1

I have a program whose current performance bottleneck involves creating a new array from a relatively short list of relatively long, flat arrays:

num_arrays = 5
array_length = 1000

arrays = [np.random.random((array_length, )) for _ in range(num_arrays)]

new_array = np.array(arrays)

In other words, stacking n arrays of shape (s,) into new_array of shape (n, s).

I am looking for the most efficient way to compute this, since this operation is repeated millions of times.

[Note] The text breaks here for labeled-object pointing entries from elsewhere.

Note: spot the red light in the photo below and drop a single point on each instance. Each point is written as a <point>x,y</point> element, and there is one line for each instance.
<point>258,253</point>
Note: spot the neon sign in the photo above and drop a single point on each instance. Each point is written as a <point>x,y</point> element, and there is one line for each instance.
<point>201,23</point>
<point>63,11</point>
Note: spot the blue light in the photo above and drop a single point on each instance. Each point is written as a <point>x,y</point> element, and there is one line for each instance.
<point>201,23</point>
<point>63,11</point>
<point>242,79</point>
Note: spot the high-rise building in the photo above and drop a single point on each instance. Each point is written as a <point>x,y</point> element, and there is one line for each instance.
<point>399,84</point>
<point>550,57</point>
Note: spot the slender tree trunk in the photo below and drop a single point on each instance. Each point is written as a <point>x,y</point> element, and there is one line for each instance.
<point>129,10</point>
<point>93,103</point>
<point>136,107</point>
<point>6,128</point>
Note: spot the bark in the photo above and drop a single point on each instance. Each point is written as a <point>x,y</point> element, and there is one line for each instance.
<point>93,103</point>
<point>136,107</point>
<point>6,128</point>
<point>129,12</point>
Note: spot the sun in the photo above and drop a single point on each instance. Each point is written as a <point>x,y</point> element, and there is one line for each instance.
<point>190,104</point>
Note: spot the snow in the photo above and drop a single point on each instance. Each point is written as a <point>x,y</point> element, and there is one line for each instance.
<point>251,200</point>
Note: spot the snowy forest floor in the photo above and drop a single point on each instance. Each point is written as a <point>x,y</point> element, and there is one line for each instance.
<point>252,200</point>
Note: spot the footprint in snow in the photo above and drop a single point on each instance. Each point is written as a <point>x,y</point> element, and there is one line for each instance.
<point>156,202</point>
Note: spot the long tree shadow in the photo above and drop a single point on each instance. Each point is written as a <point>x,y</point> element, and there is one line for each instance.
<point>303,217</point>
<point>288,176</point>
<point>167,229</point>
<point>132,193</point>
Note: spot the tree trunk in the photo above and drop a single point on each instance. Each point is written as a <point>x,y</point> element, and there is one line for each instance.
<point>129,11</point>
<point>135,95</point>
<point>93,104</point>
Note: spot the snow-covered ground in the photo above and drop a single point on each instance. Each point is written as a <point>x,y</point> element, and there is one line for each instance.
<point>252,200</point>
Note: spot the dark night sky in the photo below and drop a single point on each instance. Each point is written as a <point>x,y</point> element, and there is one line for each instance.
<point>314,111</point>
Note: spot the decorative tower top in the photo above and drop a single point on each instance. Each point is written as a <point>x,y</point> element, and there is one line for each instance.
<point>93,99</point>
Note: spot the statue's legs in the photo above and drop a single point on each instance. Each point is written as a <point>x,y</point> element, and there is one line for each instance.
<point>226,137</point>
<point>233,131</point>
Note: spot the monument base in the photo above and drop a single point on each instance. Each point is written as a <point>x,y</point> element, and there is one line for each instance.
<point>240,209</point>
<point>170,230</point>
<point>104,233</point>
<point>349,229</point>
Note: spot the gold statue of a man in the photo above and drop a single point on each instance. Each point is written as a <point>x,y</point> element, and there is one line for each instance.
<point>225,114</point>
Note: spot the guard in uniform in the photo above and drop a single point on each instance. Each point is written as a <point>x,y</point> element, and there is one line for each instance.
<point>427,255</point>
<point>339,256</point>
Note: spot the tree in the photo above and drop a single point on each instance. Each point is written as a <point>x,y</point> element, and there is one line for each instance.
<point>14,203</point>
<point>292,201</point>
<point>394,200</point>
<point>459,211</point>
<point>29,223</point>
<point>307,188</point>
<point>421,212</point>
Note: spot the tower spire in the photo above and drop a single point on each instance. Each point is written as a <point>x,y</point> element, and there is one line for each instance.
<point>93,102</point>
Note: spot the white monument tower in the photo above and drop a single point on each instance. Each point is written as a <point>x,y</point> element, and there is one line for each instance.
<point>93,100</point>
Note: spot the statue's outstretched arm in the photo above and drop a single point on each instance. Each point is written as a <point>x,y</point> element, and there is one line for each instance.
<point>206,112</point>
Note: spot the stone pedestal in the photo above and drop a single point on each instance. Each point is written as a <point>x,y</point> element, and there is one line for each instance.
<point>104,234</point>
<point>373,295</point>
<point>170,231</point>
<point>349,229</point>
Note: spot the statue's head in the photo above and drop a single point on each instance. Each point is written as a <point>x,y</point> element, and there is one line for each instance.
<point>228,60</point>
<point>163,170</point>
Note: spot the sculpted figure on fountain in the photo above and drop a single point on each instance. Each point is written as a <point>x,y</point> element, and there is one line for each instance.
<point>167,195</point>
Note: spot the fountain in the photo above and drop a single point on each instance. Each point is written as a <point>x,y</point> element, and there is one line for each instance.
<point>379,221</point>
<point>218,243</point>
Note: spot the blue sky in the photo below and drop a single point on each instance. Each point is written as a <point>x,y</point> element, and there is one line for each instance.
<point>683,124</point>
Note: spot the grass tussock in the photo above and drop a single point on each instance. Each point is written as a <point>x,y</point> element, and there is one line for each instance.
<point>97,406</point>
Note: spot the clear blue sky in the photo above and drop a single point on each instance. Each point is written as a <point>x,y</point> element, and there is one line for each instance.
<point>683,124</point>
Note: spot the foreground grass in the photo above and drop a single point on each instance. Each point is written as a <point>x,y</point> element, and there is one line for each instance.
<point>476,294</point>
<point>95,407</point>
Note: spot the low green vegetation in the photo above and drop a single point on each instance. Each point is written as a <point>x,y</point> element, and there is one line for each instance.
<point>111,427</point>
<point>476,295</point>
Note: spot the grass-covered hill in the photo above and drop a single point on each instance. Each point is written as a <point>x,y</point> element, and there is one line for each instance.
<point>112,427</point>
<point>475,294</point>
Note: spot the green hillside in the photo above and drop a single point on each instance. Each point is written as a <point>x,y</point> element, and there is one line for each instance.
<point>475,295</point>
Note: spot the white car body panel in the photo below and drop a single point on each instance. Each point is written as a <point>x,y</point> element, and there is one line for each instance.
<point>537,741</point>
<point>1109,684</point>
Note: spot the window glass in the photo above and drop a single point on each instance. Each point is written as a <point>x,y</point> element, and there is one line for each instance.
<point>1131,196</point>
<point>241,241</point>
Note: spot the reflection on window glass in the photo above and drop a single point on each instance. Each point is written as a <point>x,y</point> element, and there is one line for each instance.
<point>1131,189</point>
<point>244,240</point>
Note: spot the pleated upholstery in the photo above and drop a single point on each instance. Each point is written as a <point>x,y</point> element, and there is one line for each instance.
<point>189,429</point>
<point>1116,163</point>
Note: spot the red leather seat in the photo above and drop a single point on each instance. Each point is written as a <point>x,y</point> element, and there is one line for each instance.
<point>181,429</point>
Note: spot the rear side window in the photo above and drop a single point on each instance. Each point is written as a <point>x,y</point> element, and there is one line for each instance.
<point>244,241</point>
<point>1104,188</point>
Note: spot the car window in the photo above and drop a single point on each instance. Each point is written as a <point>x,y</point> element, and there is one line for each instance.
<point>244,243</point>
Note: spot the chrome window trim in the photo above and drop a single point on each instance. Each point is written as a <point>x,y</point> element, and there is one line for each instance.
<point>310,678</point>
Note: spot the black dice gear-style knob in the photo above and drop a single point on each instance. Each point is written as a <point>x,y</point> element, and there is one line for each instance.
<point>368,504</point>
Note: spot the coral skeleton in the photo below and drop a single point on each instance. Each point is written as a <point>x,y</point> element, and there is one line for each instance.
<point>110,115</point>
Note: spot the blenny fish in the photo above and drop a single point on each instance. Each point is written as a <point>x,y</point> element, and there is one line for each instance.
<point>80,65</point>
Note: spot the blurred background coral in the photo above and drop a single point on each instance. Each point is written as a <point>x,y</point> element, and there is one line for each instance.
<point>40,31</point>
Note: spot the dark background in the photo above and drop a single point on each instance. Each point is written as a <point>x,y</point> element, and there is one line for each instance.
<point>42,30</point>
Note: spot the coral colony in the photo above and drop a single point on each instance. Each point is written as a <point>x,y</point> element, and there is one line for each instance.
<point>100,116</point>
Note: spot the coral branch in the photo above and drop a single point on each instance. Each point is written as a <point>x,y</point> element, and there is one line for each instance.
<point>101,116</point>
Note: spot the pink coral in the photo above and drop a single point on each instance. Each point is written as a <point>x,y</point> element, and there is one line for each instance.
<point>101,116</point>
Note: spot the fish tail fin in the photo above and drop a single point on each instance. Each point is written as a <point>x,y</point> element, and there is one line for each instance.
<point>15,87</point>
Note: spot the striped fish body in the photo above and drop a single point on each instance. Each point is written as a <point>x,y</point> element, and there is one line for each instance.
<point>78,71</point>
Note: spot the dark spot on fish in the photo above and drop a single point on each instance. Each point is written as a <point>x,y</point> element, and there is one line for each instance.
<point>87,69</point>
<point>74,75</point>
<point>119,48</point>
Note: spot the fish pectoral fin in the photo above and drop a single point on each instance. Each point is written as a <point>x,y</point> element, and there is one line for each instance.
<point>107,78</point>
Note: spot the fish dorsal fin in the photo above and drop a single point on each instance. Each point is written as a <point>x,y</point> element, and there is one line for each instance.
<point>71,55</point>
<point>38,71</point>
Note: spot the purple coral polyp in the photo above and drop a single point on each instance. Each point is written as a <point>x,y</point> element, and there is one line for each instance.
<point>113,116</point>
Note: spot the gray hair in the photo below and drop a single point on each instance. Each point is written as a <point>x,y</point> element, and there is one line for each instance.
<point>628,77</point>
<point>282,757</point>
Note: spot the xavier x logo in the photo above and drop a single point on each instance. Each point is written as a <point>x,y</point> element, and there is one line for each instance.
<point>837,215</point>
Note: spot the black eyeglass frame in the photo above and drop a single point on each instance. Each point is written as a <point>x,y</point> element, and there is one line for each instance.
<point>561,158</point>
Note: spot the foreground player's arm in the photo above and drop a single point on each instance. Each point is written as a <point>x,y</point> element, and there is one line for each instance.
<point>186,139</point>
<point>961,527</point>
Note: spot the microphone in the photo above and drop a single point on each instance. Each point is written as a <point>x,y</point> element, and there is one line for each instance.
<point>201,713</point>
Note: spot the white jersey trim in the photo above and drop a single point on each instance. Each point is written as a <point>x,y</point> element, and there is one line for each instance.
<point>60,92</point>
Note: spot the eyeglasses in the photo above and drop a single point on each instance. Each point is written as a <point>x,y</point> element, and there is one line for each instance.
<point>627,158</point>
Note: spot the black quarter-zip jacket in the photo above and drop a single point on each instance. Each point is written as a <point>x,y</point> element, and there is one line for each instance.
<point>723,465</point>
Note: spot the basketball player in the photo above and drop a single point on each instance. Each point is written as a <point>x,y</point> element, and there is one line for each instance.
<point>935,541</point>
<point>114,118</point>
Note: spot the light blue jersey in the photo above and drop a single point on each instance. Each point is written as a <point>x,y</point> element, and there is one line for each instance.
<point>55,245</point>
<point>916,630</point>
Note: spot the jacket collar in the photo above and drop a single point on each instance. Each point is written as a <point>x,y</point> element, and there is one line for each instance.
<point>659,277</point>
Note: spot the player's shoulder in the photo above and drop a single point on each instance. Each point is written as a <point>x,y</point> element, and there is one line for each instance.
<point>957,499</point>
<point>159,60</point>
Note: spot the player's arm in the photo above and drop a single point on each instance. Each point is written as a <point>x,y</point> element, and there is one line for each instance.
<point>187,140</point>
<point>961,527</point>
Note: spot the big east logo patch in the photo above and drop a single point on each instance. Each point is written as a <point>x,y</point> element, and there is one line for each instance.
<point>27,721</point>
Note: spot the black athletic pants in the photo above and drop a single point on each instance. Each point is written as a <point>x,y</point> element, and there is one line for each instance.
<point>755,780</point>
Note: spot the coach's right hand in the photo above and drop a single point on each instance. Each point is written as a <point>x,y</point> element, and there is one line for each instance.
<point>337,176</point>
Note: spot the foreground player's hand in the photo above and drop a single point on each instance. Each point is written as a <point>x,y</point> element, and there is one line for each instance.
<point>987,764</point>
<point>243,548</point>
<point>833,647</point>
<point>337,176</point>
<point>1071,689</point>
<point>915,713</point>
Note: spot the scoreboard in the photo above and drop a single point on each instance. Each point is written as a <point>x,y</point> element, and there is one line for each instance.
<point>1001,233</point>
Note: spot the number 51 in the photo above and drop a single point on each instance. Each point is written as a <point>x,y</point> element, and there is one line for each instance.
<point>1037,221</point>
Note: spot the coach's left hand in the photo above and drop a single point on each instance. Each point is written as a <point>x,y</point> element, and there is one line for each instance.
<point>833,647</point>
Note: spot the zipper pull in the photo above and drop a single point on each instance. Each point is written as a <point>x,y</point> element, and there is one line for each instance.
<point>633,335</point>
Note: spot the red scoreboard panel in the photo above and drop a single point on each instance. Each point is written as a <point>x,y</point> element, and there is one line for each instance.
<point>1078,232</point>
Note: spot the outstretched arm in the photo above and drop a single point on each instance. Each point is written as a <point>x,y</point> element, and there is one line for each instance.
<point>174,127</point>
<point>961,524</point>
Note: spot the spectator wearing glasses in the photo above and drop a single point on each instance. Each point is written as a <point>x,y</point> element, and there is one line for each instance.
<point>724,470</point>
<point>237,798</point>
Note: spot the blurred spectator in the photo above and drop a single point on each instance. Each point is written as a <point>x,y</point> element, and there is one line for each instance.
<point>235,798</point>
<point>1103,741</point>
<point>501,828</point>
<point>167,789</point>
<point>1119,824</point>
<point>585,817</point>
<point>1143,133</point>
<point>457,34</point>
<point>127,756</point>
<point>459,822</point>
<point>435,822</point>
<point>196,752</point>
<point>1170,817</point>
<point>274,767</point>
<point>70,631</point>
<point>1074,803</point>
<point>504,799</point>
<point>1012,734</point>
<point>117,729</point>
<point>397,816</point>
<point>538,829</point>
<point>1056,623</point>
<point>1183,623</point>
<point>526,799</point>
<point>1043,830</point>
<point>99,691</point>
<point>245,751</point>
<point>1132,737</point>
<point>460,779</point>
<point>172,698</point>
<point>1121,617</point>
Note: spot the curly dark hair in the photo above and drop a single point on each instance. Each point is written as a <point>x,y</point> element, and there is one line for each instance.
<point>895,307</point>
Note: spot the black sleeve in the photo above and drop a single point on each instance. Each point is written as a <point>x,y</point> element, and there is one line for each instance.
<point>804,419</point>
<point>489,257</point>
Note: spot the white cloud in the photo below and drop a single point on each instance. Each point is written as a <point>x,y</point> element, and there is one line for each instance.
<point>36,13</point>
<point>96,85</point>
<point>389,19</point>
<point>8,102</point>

I tested for performance of the two trivial ways to do this:

%timeit np.array(arrays)
>>> 3.6 µs ± 67.7 ns per loop (mean ± std. dev. of 7 runs, 100000 loops each)

%timeit np.stack(arrays)
>>> 9.61 µs ± 133 ns per loop (mean ± std. dev. of 7 runs, 100000 loops each)

I am currently using np.array(arrays), but I am wondering if there is a more efficient way to do this.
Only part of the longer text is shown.